Over de brug van Sint-Alijne, over de brug van Sint-Alon kwam een meisje – niet de mijne. Over de brug van Sint-Alijne. Blij dat ik er niet aan begon. Het zou mijn leven ondermijnen want ik leef voor mijn gazon.
Over de brug van Sint-Alijne, over de brug van Sint-Alon kwam een moordenaar – niet de mijne. Over de brug van Sint-Alijne. Ik wees hem waar hij moorden kon. Beter bloed op alle pleinen dan geloop op mijn gazon.
Over de brug van Sint-Alijne, over de brug van Sint-Alon kwam een prediker – niet de mijne. Over de brug van Sint-Alijne. Bloedend in de felle zon. Kruisig hem onder helse pijnen maar dan niet op mijn gazon.
Over de brug van Sint-Alijne, over de brug van Sint-Alon kwam de dood – maar niet de mijne, Over de brug van Sint-Alijne, die een gesprek met mij begon. “Grote maaier” vroeg ik bescheiden, “maait u even mijn gazon?”
Over de brug van Sint-Alijne, over de brug van Sint-Alon heb ik hem haastig zien verdwijnen over de brug van Sint-Alijne. Want hij wist niet dat zoiets kon. Iemand zo met zichzelf in het reine, met zichzelf en zijn gazon.
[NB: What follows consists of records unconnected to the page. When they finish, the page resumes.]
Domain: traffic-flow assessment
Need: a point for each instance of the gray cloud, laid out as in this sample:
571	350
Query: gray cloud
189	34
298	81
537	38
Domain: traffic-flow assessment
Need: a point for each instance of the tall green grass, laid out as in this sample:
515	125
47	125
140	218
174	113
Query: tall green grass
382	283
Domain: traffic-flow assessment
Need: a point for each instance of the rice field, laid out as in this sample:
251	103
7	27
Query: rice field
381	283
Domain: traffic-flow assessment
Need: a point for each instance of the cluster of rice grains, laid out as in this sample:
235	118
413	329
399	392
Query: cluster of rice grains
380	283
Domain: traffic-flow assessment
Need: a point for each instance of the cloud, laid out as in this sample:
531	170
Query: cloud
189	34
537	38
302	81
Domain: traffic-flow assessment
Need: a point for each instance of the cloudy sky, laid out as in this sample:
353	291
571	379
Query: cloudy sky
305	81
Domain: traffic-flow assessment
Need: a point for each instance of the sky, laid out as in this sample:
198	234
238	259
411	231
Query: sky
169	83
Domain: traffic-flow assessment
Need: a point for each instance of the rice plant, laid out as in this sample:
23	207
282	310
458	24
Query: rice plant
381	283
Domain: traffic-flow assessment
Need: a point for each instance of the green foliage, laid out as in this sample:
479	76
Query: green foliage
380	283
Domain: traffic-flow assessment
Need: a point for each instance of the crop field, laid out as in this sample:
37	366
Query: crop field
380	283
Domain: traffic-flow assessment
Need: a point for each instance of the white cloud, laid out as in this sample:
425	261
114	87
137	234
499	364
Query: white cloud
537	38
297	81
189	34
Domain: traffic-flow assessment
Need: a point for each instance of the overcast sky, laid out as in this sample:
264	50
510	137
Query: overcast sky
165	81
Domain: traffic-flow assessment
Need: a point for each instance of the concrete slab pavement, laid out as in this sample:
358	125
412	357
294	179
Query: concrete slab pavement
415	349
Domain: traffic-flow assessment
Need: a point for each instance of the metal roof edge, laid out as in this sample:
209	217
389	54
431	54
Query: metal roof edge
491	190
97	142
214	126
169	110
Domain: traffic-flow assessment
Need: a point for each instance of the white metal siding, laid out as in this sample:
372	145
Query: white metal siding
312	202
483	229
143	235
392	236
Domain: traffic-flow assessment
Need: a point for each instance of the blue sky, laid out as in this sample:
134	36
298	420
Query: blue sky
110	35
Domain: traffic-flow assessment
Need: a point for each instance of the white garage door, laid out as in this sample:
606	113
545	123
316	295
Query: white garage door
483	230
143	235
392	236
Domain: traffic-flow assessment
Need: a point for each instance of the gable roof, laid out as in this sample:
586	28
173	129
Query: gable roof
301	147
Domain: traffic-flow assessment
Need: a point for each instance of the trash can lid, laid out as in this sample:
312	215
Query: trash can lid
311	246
Over de brug van Sint-Alijne, over de brug van Sint-Alon zal de zon voor ’t laatst es schijnen, over de brug van Sint-Alijne. Heer, ik vraag u wel pardon, ik was een hark, misschien een kleine, maar ik harkte wat ik kon. Gij schiep bergen en woestijnen, oceanen en ravijnen. Als de wereld moet verdwijnen, pas dan wel op mijn gazon.